The Bayesian multi-state model with informative priors is constructed to characterize the health transition patterns of urban and rural older populations after adjusting for mortality, based on data from China Health and Retirement Longitudinal Study (CHARLS) 2011-2020 and the Chinese Longitudinal Healthy Longevity Survey (CLHLS) 2008-2018. It further measures DLE and life expectancy with varying degrees of disability. A theoretical explanation for the urban-rural disparities in DLE is provided based on the social-economic factors and the health promotion factors. The study reveals the following findings: (1) In 2020, urban older individuals exhibited significantly higher DLE compared to their rural counterparts. In absolute terms, the urban-rural disparities existed in the mild, moderate and severe DLE. In relative terms, the proportion of DLE in life expectancy of urban older female was significantly higher than that of rural older female.(2) In 2020, the healthy life expectancy of urban older individuals at 60 was higher than that of rural counterparts. (3) The proportion of severe DLE in life expectancy of urban older individuals was significantly higher than that of rural counterparts, which tended to expand with age. Efforts should be made to strengthen the primary healthcare systems and elderly rehabilitation service systems in urban and rural areas to reduce DLE. Additionally, an equitable financing system for long-term care insurance should be established to address urban-rural disparities.
BACKGROUND
Urban-rural disparities in disability life expectancy (DLE) are critical for evaluating long-term care needs and advancing national strategies to address population aging. While existing studies have examined DLE differences across socioeconomic groups, either directly or indirectly, few have accounted for mortality-related biases in health state transition models. Moreover, most prior research lacks the description of the uncertainty of health state transition parameters. Therefore, the issue of urban-rural disparities in life expectancy with different degree of disability still needs further empirical evidence.
OBJECTIVE
This study aims to quantify urban-rural disparities in disability life expectancy (DLE) across different disability severity levels in China, based on multiple nationally representative longitudinal surveys of the older population. By providing those new empirical evidence, this research seeks to provide new insights for theoretical discussions on social stratification on DLE, and the potential reform of long-term care policies in China.
METHODS
A Bayesian multi-state model incorporating informative priors was developed to analyze the health transition patterns among urban and rural older population in China, using data from the China Health and Retirement Longitudinal Study (CHARLS) 2011–2020 and the Chinese Longitudinal Healthy Longevity Survey (CLHLS) 2008–2018. The three-parameter model life table method and a dichotomy search algorithm were employed to estimate the life expectancy for older population in urban and rural areas.
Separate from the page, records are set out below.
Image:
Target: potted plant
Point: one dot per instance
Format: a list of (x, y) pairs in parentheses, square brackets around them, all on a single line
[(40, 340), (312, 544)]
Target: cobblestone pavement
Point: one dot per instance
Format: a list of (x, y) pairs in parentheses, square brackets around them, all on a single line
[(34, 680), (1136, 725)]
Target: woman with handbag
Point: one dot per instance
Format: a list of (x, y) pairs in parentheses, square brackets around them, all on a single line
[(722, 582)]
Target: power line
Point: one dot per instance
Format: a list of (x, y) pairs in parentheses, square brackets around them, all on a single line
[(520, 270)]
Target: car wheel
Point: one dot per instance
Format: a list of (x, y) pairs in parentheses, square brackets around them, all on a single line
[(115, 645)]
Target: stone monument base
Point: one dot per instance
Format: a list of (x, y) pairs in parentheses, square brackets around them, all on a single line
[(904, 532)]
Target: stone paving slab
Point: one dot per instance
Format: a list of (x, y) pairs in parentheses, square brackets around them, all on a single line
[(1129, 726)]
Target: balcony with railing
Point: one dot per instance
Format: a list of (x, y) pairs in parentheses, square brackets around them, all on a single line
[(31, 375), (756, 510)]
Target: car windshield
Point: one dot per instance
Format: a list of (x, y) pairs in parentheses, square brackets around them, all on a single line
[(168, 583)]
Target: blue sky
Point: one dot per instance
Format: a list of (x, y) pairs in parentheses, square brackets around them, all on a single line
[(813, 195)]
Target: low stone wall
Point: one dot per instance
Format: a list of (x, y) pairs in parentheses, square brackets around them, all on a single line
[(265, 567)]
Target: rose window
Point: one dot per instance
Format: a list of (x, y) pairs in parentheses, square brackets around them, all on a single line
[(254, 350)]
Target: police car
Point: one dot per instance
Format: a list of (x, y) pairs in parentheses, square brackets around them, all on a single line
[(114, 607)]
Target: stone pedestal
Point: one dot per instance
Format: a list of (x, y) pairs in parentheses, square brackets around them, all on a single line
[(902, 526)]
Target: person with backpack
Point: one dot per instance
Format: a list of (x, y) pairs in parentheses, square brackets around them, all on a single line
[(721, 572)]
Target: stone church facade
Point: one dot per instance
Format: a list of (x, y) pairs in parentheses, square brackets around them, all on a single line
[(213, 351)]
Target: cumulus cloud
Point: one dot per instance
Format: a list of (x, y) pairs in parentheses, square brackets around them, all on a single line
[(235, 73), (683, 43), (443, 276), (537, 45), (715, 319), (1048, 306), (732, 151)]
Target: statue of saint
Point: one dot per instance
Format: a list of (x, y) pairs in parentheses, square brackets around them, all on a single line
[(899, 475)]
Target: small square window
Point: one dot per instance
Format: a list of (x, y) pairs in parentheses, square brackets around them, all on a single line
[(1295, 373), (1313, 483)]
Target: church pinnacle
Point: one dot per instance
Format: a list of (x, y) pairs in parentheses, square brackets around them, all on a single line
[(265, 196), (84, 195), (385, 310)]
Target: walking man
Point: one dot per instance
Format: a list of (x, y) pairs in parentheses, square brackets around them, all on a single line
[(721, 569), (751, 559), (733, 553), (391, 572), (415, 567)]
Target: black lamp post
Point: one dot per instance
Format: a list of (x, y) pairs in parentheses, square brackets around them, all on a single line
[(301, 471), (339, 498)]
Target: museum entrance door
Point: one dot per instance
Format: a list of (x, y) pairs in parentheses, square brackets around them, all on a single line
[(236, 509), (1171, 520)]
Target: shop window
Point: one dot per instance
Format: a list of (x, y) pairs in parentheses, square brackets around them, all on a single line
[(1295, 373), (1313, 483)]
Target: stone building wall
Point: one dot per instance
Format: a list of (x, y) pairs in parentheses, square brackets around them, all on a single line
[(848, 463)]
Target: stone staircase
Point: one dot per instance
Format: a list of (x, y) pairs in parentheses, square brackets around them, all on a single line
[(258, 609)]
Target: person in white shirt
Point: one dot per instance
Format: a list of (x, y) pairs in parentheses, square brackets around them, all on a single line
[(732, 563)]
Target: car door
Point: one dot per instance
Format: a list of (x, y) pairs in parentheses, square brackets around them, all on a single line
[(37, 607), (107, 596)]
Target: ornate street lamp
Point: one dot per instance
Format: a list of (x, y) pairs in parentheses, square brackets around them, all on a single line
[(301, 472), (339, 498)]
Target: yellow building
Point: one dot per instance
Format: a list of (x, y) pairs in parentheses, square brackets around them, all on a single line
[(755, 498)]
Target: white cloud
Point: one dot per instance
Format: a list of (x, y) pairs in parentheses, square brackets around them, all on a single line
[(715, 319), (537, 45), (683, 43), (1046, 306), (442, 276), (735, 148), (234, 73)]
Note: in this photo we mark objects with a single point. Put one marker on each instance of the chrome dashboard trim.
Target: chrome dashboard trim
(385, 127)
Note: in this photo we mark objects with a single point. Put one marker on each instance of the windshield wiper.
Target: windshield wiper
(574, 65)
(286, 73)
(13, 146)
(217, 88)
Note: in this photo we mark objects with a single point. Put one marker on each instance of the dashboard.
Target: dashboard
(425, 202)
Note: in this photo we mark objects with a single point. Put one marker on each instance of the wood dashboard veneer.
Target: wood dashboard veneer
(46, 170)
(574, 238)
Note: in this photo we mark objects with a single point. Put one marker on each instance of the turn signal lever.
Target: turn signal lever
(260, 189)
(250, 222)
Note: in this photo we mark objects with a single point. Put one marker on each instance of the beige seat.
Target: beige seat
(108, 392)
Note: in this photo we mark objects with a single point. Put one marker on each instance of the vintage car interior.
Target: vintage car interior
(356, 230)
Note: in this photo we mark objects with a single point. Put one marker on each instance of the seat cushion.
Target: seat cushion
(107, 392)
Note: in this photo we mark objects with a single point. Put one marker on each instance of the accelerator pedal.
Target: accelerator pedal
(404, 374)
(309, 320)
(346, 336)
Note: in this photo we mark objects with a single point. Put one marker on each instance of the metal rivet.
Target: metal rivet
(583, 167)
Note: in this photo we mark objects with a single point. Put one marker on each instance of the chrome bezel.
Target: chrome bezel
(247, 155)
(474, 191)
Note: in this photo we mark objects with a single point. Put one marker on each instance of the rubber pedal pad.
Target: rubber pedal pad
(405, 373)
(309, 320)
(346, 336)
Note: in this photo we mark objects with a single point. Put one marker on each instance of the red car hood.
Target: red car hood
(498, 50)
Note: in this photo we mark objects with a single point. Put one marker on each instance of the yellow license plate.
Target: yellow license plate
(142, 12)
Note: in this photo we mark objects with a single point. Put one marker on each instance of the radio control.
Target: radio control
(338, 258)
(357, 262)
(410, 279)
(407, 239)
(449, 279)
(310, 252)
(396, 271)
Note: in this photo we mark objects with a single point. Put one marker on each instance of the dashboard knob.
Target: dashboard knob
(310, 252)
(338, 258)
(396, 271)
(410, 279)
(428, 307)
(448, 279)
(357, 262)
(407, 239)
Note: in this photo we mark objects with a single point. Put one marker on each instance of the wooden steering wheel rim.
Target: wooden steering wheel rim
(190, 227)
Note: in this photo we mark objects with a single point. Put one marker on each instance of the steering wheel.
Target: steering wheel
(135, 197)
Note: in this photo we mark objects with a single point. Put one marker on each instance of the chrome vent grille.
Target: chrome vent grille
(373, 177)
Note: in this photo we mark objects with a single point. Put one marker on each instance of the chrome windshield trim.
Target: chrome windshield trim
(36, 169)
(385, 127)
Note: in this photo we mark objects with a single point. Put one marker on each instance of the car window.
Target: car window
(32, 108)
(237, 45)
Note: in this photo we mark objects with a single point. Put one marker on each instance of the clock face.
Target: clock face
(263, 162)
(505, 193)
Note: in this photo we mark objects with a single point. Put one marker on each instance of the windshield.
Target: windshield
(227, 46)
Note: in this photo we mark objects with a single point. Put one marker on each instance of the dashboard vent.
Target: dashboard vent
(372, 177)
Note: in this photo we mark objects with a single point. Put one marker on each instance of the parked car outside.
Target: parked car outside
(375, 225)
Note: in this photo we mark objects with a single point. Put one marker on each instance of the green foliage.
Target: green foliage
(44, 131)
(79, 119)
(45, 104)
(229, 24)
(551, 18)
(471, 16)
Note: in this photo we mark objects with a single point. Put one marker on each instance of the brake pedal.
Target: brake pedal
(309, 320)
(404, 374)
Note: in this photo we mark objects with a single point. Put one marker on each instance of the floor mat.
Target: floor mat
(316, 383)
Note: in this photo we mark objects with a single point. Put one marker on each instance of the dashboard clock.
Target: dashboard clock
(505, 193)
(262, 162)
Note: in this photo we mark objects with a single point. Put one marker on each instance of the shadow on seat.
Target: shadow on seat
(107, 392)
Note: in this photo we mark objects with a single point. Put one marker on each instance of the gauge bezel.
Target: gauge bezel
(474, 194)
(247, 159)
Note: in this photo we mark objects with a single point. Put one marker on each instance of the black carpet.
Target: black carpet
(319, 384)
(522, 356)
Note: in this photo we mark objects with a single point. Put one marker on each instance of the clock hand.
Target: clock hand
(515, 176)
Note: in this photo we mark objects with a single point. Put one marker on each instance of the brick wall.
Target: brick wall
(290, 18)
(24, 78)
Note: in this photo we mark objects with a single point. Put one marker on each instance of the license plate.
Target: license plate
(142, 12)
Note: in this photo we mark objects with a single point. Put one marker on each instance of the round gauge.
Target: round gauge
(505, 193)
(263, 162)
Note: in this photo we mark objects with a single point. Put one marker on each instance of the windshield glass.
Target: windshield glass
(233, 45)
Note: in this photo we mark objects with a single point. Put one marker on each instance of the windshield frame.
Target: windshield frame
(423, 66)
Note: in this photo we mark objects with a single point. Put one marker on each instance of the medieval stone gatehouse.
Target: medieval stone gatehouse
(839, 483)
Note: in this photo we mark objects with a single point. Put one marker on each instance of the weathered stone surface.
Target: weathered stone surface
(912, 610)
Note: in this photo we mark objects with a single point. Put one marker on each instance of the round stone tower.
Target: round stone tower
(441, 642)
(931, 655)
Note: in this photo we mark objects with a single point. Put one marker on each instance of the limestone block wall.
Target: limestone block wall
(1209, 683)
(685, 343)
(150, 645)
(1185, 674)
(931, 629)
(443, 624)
By integrating adjusted mortality rates, we refined the health transition probability matrices derived from the Bayesian model, enabling more accurate quantification of life expectancy across different disability severity levels.
RESULTS
In 2020, notable urban-rural disparities in disability life expectancy (DLE) among older population were observed in China across multiple dimensions: (1) The DLE for urban males aged 60 was significantly longer at 3.37 years compared to 2.54 years for rural males, while urban females aged 60 also exhibited an advantage (5.28 years vs. 3.84 years for rural females). (2) The urban-rural disparities persisted across mild, moderate and severe DLE. Notably, the severe DLE among urban adults aged 60 was 1.72 times higher than that of their rural counterparts. (3) The healthy life expectancy of urban older population was also longer than that of rural counterparts. (4) For proportion of DLE in life expectancy, urban females aged 60 had a significantly higher proportion of DLE (21.04%) than rural females (17.61%), whereas no significant difference was observed between urban and rural males. (5) The proportion of severe DLE in total life expectancy was significantly higher among urban older adults than rural counterparts, with this gap widening with age.
CONCLUSIONS
This study provides empirical evidence that, in China, urban older population exhibits a significantly higher disability life expectancy (DLE) than their rural counterparts in absolute terms. Furthermore, the proportion of severe DLE in total life expectancy is also markedly greater among the urban older population when assessed in relative terms. To mitigate these disparities, policymakers in China should prioritize strengthening both the primary healthcare systems and the elderly rehabilitation service systems to reduce DLE and the proportion of DLE in life expectancy. Additionally, an equitable financing system for long-term care insurance should be established to address the urban-rural disparities in DLE.
CONTRIBUTION
This paper presents novel evidence on urban-rural disparity in disability life expectancy (DLE) among China’s older population, with methodological and theoretical marginal contributions. First, it introduces a Bayesian multi-state model with an informative priors, integrated with the three-parameter life table method, to correct mortality underreporting in health transition probability matrices. This approach captures urban-rural DLE disparities by explicitly accounting for parameter uncertainty, addressing a gap in existing research methodologies. Second, based on the baseline findings of the urban-rural disparities in DLE and healthy life expectancy, the study empirically tests theoretical hypotheses regarding the “protective” and “selective” effects of socioeconomic factors on DLE, as well as the health promotion hypothesis.